There was definitely something moving in the corner.

"Before you make the mistake of attacking the representative of the great Centauri Republic," Londo said out loud, "you should consider why he hired a Narn bodyguard. They've got a particular preference for tearing out limbs of foolish individuals, and they lack the intelligence to know when to stop, even if one were to order them to. Barbarians, I tell you."

He could hear clothes rustling while G'Kar glared at him. It was a pity that no one here appeared to be a betting man; Londo thought that wagering whether G'Kar or the unknown humans would go for his throat first would have been an interesting gamble. Apparently, however, G'Kar's glare was also clearly visible for anyone watching them.

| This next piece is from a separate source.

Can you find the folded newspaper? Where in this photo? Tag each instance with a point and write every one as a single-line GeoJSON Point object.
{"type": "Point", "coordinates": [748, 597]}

Upon reconsideration, no one attacked had been a particular good fighter; Londo was relieved, but not completely surprised when he heard footsteps retreating.

"You'll pay for this, Mollari," G'Kar hissed.

Londo couldn't resist.

"Does that mean your people still accept Centauri ducats for their services? Not that you actually did something."

"I'd rather lose an eye," G'Kar declared, "then work for you in any capacity whatsoever. But the fact these Earthers swallowed your outrageous lie tells me they are not nearly as much a menace as they pretend to be, and certainly not to my people."

He straightened his gloves, and strode away. Over his shoulder, he said:

"Your voice isn't needed anymore, Mollari. Do remain here and do the galaxy at large the favour of getting yourself branded, will you?"

That did it. Londo had intended to call security or at least to return to his quarters where he was safe, but now he was obliged to remain in the gardens, and choose between pondering the unreachable past or the less than thrilling future. And there wasn't even the pleasant prospect of G'Kar ending in an Earthforce security holding cell to look forward to anymore. Bah.

Wondering which of the forty-nine gods he didn't really believe in had it in for him, Londo continued on his way.